The great children's writer Roald Dahl says this in his book The BFG:  "Don't gobblefunk around with words."

Words are wonderful.  They are much more useful in business than they get credit for.  However, words are not much emphasized or particularly valued in current articles and discussions I see about entrepreneurship.

Sales articles are crammed full of an overwhelming amount of information about psychology, motivation, technology, social media, ROI, SEO, etc., yet seemingly never mention that simple cornerstone of human communication--words.  Vocabulary.  It's as if words are unimportant or irrelevant to an au courant, cutting-edge businessman.  Words are for poets and philosophers, academics and lawyers, journalists and judges.  Words are old-fashioned.  They are for dead white men.  Words are of the past, supplanted by a world of Twitter abbreviation (OMG, NRN, LOL, TMI, L8R, WTF, etc.) and verbal imprecision.
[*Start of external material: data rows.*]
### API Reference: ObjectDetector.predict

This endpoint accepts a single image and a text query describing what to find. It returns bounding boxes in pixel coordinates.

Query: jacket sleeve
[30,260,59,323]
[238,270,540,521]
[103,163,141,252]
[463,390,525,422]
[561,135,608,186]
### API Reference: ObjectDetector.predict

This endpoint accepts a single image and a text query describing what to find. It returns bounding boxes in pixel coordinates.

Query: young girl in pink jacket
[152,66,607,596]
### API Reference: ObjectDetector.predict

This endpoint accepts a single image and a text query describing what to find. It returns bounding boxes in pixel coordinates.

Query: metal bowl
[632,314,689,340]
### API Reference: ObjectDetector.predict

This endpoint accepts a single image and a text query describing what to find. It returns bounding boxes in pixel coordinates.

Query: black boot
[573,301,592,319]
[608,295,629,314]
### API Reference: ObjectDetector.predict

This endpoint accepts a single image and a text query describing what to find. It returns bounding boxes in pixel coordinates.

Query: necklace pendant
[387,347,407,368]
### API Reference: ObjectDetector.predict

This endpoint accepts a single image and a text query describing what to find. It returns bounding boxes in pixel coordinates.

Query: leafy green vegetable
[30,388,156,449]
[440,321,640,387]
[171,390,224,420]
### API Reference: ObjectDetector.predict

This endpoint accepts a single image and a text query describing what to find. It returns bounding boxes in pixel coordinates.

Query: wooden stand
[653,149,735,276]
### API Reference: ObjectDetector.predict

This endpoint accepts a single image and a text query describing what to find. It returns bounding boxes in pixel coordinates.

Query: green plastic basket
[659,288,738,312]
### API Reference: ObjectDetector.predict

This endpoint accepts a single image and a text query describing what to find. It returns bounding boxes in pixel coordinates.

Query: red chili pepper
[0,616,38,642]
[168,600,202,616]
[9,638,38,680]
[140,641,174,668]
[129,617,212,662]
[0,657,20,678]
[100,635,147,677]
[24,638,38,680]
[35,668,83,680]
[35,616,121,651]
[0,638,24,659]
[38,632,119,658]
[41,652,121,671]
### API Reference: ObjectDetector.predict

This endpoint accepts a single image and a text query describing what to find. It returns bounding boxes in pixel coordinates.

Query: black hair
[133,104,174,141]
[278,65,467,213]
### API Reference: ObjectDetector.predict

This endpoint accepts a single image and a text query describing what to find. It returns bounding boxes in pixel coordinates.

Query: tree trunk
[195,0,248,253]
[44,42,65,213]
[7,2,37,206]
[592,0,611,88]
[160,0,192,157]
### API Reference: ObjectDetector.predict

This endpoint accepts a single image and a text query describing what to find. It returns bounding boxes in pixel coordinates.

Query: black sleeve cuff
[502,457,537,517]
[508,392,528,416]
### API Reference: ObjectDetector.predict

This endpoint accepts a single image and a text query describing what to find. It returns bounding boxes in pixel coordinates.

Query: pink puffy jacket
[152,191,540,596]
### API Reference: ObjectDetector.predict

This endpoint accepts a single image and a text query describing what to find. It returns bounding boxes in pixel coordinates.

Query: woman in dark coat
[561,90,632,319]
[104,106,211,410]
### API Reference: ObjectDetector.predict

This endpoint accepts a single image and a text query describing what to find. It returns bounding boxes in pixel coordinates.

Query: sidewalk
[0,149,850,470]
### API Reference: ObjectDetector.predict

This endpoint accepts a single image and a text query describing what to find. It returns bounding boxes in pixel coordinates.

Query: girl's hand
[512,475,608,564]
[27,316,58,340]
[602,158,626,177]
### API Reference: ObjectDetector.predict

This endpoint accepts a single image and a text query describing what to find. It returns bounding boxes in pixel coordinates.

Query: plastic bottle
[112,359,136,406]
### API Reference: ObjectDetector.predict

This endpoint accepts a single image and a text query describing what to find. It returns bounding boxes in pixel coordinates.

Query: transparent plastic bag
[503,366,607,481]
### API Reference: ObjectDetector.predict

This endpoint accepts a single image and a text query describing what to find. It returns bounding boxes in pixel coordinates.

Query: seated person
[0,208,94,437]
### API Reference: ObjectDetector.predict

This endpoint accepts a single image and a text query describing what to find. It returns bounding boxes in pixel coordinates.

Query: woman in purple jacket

This is utterly wrong.  Word usage and proficiency is important in branding a tonality of equal business stature when selling to real strategic corporate decision makers.  CEOs and strategic executives are especially well-educated, thoughtful people trained in the best schools in the world.  Or, if they don't have that specific educational pedigree, they are fierce autodidacts.  Either way, they are usually people of probing, practical intellect and subtle ability to appreciate and communicate nuance.

(Corporate decision makers like to do business with their peers.  They want to deal with thoughtful people of equal business stature.  A comfort level with precise and sophisticated word usage is one way of immediately establishing that tonality.  So don't avoid using uncommon words that bring greater depth and meaning to conversation--or to writing, for that matter.  We are no longer in high school where you might be laughed at, thought pretentious, or beaten up for using sophisticated language.  Don't underrate or talk down to your fellow business decision-makers.  If a less common word is more specific and descriptive, use it.)

I have written about the annoying use of the ubiquitous and meaningless word awesome--a word often displayed by its users to seemingly show how "with it" and modern they are.  ["Why You Need to Stop Saying Awesome"]  What the users of "awesome" actually show is their verbal limitation, carelessness, and laziness of language.  Awesome is a word that instantly identifies you as a member of the lemming-like herd.  It absolutely damages your credibility.

Here are six words that instantly kill your trope of business gravitas:

  1. Awesome (of course)
  2. Amazing
  3. Fabulous
  4. Totally
  5. Incredible
  6. Unbelievable

I'm sure you can easily add to this list from your own experience.  These words and others like them smack of the jejune.  These are words of regurgitated, hyperventilating cliche that brand their practitioners as lightweight and unserious servants to the tyranny of the given. These words are a medley of breathless hyperbole and empty cacophony, without real import when applied to your or any business.

This does not mean you should pepper your business conversations with obscure parlance, artificially grandiose phrases, fustian excess or arbitrary verbal whimsy.  Precise business vocabulary can be used simply.  Note that Abraham Lincoln's Second Inaugural Address in 1865, one of the most effective speeches in the history of the world, was only 701 words long.  505 of these words were one syllable, and 122 had two syllables.  But words of real meaning bring shadings of specificity and descriptive depth, even a sensual enlivening, to the most prosaic of business discussions.  They matter.

Louisa May Alcott said simply, "I like good strong words that mean something."  Yeah.  Me too, Louisa May.  Thanks.